Operational organizations—healthcare, care, industry—run on a mix of formal procedures and tacit operational knowledge. In practice, these two layers rarely coincide: procedures are simplified models, while operational knowledge is continuous adaptation to reality. Understanding this gap is critical to build reliable digital systems and, ultimately, decision‑grade platforms.
1. What operational knowledge is
Organizations rely on:
- formal knowledge (procedures, protocols, manuals),
- operational knowledge (experience, adaptations, real routines).
Operational knowledge includes micro‑decisions and workarounds that are hard to document.
2. Structural limits of formal procedures
Procedures are essential to standardize and make processes auditable. Yet they:
- cannot anticipate every real condition,
- simplify complexity,
- evolve more slowly than day‑to‑day work.
3. The gap between procedure and practice
A recurrent dynamic follows:
organizations run on operational knowledge, but describe themselves through formal procedures.
Frontline teams adapt procedures, introduce informal routines, and compensate for the limits of the formal model.

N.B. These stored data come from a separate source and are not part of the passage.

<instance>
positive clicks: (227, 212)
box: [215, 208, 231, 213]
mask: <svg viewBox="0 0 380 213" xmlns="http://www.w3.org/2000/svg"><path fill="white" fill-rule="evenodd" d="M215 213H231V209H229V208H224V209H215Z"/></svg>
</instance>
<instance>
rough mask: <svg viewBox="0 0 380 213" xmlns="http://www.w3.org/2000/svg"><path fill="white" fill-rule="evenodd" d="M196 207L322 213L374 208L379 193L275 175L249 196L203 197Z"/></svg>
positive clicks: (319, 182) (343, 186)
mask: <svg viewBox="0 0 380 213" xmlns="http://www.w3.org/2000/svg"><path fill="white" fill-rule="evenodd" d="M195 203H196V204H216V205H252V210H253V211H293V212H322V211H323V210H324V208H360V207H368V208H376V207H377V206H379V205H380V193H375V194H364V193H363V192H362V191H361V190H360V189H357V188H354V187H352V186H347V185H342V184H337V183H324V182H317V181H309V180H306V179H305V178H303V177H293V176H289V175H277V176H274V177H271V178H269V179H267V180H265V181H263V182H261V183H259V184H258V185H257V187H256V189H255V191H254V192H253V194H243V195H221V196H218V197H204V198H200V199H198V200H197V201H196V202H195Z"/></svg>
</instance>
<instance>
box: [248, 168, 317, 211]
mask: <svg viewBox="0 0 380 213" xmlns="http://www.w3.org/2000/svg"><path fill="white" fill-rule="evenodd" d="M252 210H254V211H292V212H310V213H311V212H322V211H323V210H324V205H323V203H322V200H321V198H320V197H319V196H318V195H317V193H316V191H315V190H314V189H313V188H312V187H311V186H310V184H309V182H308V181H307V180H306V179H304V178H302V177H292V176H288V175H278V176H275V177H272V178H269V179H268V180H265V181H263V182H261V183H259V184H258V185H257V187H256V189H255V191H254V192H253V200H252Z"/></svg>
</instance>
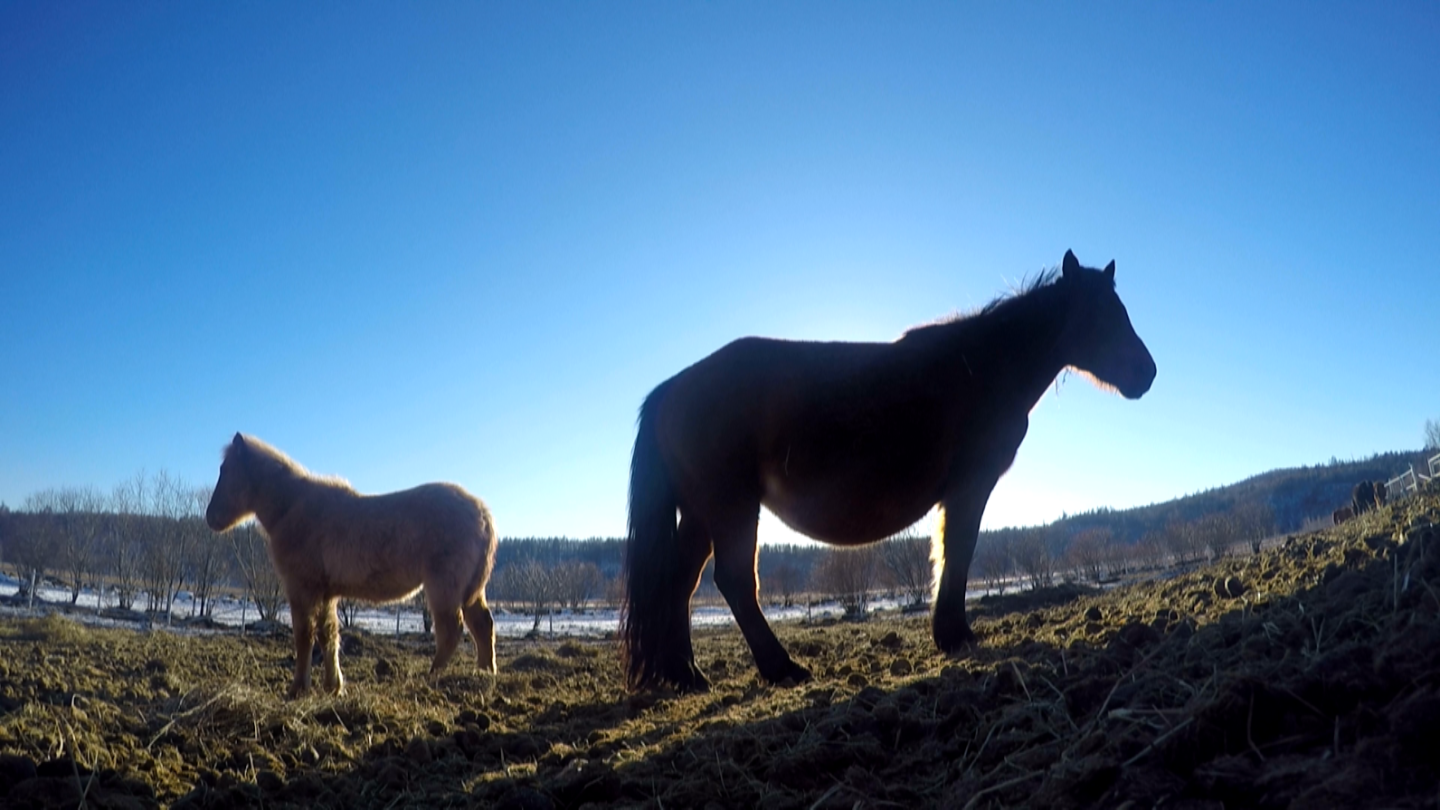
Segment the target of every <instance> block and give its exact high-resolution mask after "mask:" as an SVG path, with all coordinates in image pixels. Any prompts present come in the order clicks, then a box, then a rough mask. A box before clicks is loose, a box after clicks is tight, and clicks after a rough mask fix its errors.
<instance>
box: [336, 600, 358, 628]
mask: <svg viewBox="0 0 1440 810" xmlns="http://www.w3.org/2000/svg"><path fill="white" fill-rule="evenodd" d="M361 607H364V604H363V602H361V601H359V600H340V602H338V604H337V605H336V614H338V615H340V627H341V628H344V630H350V628H353V627H354V626H356V623H357V621H360V608H361Z"/></svg>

4. Information asymmetries and key‑person dependency
When operational knowledge remains tacit, information asymmetries emerge:
- some people hold critical know‑how,
- others do not,
- the organization becomes dependent on a few key operators.
This creates informal hierarchies, slows onboarding, and increases fragility under turnover.

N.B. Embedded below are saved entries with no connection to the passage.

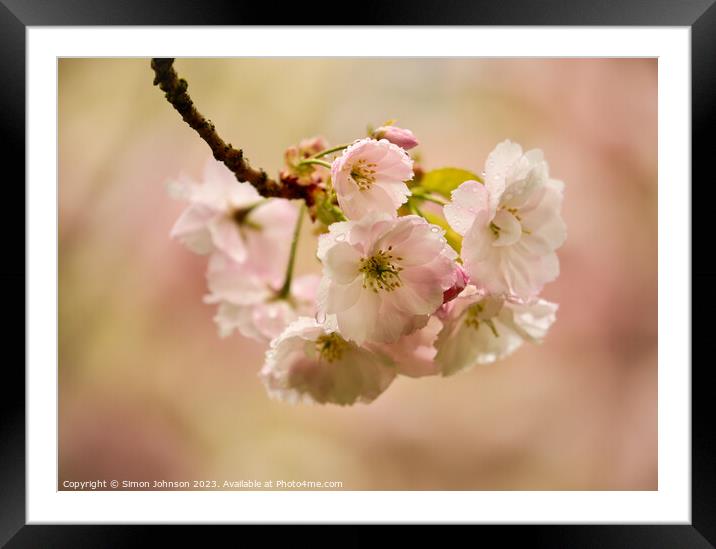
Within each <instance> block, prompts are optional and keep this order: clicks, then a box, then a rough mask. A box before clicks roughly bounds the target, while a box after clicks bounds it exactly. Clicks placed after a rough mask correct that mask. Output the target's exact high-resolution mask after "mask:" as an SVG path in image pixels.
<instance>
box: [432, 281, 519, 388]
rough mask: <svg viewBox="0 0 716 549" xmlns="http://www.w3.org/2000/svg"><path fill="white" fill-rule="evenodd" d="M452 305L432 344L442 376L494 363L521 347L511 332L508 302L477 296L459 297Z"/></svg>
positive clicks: (515, 338) (444, 318)
mask: <svg viewBox="0 0 716 549" xmlns="http://www.w3.org/2000/svg"><path fill="white" fill-rule="evenodd" d="M453 303H454V305H453V306H452V307H451V308H450V312H449V314H448V315H447V317H445V318H444V319H443V329H442V330H441V332H440V333H439V334H438V338H437V340H436V342H435V346H436V348H437V355H436V356H435V362H436V363H437V365H438V367H439V368H440V371H441V373H442V374H443V375H445V376H448V375H452V374H455V373H457V372H458V371H461V370H464V369H466V368H470V367H472V366H474V365H476V364H488V363H491V362H494V361H496V360H498V359H500V358H504V357H505V356H507V355H509V354H510V353H512V352H513V351H514V350H515V349H517V348H518V347H519V346H520V345H521V344H522V342H523V338H522V337H520V335H519V334H518V333H517V332H516V331H515V330H514V329H513V327H514V325H515V322H514V321H513V316H512V313H511V311H510V310H509V307H511V304H510V303H507V302H504V303H503V302H502V300H501V299H498V298H495V297H488V298H483V297H481V296H480V295H479V294H471V295H469V296H467V297H459V298H458V299H457V300H456V301H455V302H453ZM477 304H480V306H481V309H480V310H479V313H478V314H477V315H475V314H474V313H473V312H471V311H470V308H471V307H473V306H475V305H477ZM504 319H507V320H508V322H507V323H505V322H503V320H504Z"/></svg>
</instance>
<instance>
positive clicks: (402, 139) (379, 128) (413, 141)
mask: <svg viewBox="0 0 716 549" xmlns="http://www.w3.org/2000/svg"><path fill="white" fill-rule="evenodd" d="M373 136H374V137H375V138H376V139H387V140H388V141H390V142H391V143H393V144H395V145H398V147H402V148H403V149H405V150H406V151H407V150H408V149H412V148H413V147H416V146H417V145H418V140H417V139H416V138H415V136H414V135H413V132H411V131H410V130H406V129H405V128H399V127H397V126H381V127H380V128H377V129H376V130H375V131H374V132H373Z"/></svg>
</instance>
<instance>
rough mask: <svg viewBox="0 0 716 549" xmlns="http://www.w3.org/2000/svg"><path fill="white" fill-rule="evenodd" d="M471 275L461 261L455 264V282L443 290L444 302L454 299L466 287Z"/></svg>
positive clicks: (469, 279)
mask: <svg viewBox="0 0 716 549" xmlns="http://www.w3.org/2000/svg"><path fill="white" fill-rule="evenodd" d="M469 281H470V277H469V276H467V273H466V272H465V269H463V268H462V266H461V265H460V264H459V263H456V264H455V283H454V284H453V285H452V286H450V287H449V288H448V289H447V290H445V291H444V292H443V303H447V302H448V301H452V300H453V299H455V298H456V297H457V296H458V295H459V294H460V292H462V291H463V290H464V289H465V286H467V283H468V282H469Z"/></svg>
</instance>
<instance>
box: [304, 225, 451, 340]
mask: <svg viewBox="0 0 716 549" xmlns="http://www.w3.org/2000/svg"><path fill="white" fill-rule="evenodd" d="M444 232H445V231H444V230H443V229H441V228H440V227H437V226H435V225H431V224H429V223H428V222H427V221H425V219H423V218H422V217H418V216H415V215H408V216H403V217H399V218H393V217H391V216H390V215H388V214H384V213H383V214H381V213H373V214H369V215H367V216H365V217H364V218H363V219H361V220H360V221H346V222H342V223H334V224H333V225H331V226H330V229H329V233H327V234H324V235H322V236H321V237H320V239H319V245H318V257H319V259H320V260H321V262H322V263H323V279H322V280H321V286H320V288H319V296H318V309H319V316H320V315H323V314H325V315H335V318H336V322H337V325H338V329H339V332H340V334H341V335H342V336H343V337H345V338H347V339H351V340H353V341H355V342H356V343H358V344H362V343H363V342H364V341H373V342H383V343H388V342H394V341H397V340H398V338H400V337H401V336H403V335H406V334H409V333H412V332H413V331H415V330H417V329H418V328H421V327H423V326H425V324H426V323H427V322H428V317H429V315H431V314H432V313H433V312H435V310H436V309H437V308H438V307H440V305H441V304H442V302H443V292H444V291H445V290H447V289H448V288H450V287H451V286H452V285H453V284H454V283H455V258H456V256H457V254H456V253H455V252H454V251H453V249H452V248H451V247H450V246H449V245H448V244H447V241H446V240H445V237H444V236H443V235H444Z"/></svg>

5. Why many digitalization projects fail
Many initiatives digitize the procedure while ignoring the practice:
- systems do not match real work,
- informal channels persist,
- software becomes compliance rather than a tool.
6. From digitizing procedures to digitizing decisions
Effective digitalization must model real operational decisions, not only documents. That requires:
- integrating tacit knowledge with formal rules,
- versioning assumptions and logic,
- making outputs traceable and explainable.
7. Toward decision‑grade platforms
Decision‑grade platforms aim to:
- reduce the practice‑procedure gap,
- externalize operational knowledge into explicit logic,
- make decisions verifiable and auditable.
8. Organizational implications
Bridging the gap increases:
- resilience,
- transparency,
- stable operational quality,
- reduced dependency on individuals.
9. Conclusion
The gap is structural. Reliable digital systems must acknowledge it and translate it into explicit, verifiable, risk‑governed logic—the core of decision‑grade platforms.